Stone also tells Sammarco that with the RNC under MAGA control, they can spend “lots more” money on election monitoring. He also points to “changes in state law, real-time voter list monitoring, going to court as we just did to challenge some of the vote laws,” and that “we went into court to sue in Michigan over the hand [written] ballots.”
“Don’t think that this is a fight between Republicans and Democrats, liberals, and conservatives. This is nothing less than an epic struggle between good and evil,” Stone says. “A struggle between light and dark, a struggle between the godly and the godless.”
That’s a lot. But could it lend itself to the benign reading Stone offers, that it’s a legitimate tool kit for an election? Some of it makes sense in the abstract—as an election integrity worker, you would want to know who the judge on call in your area, the “duty judge” was, and have an after-hours way of contacting them in case of an emergency. Having good technology is helpful when evaluating election data. And hard fought election challenges are a part of politics.
But there is context for Stone’s comments. For one thing, Stone was convicted of obstructing a congressional investigation, making false statements to Congress, and tampering with a witness. The only reason he didn’t serve his sentence was because Donald Trump pardoned him.

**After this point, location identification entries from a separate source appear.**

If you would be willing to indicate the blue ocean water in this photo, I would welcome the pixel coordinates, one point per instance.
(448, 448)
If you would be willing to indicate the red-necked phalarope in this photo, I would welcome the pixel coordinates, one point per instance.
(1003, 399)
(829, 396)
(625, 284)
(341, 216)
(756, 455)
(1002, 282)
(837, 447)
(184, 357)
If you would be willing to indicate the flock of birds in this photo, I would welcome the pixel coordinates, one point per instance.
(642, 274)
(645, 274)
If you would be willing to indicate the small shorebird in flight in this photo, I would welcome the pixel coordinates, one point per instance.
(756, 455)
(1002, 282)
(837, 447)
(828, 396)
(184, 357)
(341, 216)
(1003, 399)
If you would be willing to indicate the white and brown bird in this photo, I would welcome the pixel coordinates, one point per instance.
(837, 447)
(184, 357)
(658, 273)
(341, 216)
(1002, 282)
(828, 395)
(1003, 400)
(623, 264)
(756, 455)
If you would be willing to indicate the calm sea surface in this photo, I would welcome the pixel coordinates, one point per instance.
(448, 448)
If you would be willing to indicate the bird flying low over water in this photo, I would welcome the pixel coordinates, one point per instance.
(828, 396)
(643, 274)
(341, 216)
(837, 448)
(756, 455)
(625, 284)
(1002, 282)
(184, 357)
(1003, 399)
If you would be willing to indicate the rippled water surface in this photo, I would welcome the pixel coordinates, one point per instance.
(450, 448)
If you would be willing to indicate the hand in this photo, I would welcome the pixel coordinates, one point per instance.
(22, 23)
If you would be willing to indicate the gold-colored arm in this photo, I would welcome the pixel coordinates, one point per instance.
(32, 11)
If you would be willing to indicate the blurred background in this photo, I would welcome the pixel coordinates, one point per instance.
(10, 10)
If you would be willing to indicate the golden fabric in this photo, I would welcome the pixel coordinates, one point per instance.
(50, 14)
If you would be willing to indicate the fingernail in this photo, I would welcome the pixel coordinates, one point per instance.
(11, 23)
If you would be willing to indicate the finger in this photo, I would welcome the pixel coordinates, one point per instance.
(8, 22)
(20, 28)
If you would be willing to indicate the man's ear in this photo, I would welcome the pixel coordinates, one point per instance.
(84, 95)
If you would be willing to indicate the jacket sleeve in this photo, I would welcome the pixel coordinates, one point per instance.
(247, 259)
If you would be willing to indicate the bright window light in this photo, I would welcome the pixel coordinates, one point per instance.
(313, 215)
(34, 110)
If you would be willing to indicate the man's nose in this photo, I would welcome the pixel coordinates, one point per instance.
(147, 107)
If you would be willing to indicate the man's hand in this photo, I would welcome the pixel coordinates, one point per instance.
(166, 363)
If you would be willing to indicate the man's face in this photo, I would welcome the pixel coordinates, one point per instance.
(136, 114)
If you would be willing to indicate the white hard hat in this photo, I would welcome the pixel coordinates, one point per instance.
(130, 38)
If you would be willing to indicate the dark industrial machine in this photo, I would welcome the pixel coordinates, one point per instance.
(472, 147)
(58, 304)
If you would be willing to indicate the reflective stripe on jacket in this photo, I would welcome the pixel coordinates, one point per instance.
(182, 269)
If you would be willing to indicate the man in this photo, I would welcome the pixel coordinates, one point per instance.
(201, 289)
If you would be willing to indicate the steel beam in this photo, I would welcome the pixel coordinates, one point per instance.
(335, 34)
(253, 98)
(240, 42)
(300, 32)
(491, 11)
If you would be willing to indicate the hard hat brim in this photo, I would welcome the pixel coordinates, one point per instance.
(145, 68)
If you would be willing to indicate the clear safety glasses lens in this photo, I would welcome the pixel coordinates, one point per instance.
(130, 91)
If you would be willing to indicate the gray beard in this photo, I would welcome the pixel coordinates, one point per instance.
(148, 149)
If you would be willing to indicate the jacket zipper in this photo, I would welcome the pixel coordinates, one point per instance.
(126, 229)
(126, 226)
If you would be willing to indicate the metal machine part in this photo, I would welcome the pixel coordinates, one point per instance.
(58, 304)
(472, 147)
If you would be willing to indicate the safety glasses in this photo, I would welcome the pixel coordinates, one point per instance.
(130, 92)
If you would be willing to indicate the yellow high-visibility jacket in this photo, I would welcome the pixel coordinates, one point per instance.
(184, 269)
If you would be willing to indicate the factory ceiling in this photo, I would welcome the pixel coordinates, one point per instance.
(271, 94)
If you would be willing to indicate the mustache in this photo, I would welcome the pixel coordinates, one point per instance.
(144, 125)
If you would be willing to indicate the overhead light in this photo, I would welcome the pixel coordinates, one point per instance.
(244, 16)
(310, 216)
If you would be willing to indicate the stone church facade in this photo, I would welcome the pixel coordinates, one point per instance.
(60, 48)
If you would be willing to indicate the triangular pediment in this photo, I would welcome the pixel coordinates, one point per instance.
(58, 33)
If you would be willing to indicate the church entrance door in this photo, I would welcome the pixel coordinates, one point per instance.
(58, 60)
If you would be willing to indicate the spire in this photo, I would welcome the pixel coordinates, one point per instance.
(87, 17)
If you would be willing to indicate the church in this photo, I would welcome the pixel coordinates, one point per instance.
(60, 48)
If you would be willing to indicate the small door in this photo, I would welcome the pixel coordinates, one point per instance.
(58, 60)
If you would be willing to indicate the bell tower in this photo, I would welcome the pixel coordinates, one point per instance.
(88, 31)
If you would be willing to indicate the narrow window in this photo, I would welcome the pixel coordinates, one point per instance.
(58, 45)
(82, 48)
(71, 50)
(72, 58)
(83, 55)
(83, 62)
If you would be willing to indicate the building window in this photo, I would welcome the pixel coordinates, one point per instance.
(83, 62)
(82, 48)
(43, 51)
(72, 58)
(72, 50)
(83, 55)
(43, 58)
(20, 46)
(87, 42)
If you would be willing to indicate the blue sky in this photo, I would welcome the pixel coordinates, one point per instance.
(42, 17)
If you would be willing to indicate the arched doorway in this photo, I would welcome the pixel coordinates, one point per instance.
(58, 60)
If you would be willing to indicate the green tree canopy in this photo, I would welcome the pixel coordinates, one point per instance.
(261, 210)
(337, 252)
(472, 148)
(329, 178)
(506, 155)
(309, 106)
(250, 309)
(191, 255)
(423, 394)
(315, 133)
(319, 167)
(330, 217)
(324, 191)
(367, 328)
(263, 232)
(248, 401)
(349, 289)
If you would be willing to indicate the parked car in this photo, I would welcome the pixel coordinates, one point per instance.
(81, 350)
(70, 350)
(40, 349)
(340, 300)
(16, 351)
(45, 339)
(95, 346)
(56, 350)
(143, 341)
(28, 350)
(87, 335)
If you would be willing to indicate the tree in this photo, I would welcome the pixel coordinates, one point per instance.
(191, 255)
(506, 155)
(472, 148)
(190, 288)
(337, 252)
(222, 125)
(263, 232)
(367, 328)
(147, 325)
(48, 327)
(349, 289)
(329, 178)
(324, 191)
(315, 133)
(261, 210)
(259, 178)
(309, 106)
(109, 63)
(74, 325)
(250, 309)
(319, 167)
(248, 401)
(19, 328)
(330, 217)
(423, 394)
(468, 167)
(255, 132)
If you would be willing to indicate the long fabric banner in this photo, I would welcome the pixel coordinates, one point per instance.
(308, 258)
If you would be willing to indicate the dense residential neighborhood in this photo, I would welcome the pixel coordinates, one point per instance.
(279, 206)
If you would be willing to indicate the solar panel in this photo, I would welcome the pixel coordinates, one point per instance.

The charges were made in connection with election fraud. The dirty trickster has a history of using sharp practices to try to interfere with elections, not to ensure fair outcomes.
The case against Stone goes back to January 2017, when the House Intelligence Committee opened its investigation into allegations of Russian interference in the 2016 U.S. presidential election, including the publication of documents related to the presidential election by WikiLeaks in 2016. Stone testified in September of 2017 and made a number of false statements relating to the identity of a person he had referred to in August 2016 as his “back-channel” or “intermediary” to the head of WikiLeaks; whether he had asked that person to do anything on his behalf; whether he discussed that person with anyone involved with the Trump campaign; and whether he had written communications with third parties about the head of WikiLeaks. Stone engaged in witness tampering when he urged the person he misidentified as his WikiLeaks contact, Randy Credico, to corroborate the lie, tell the Committee that he could not remember the relevant events, or invoke his Fifth Amendment right against self-incrimination to avoid testifying. Credico ultimately asserted his Fifth Amendment rights to avoid testifying after he received a subpoena. Trump commuted Stone’s sentence days before he was due to report to prison.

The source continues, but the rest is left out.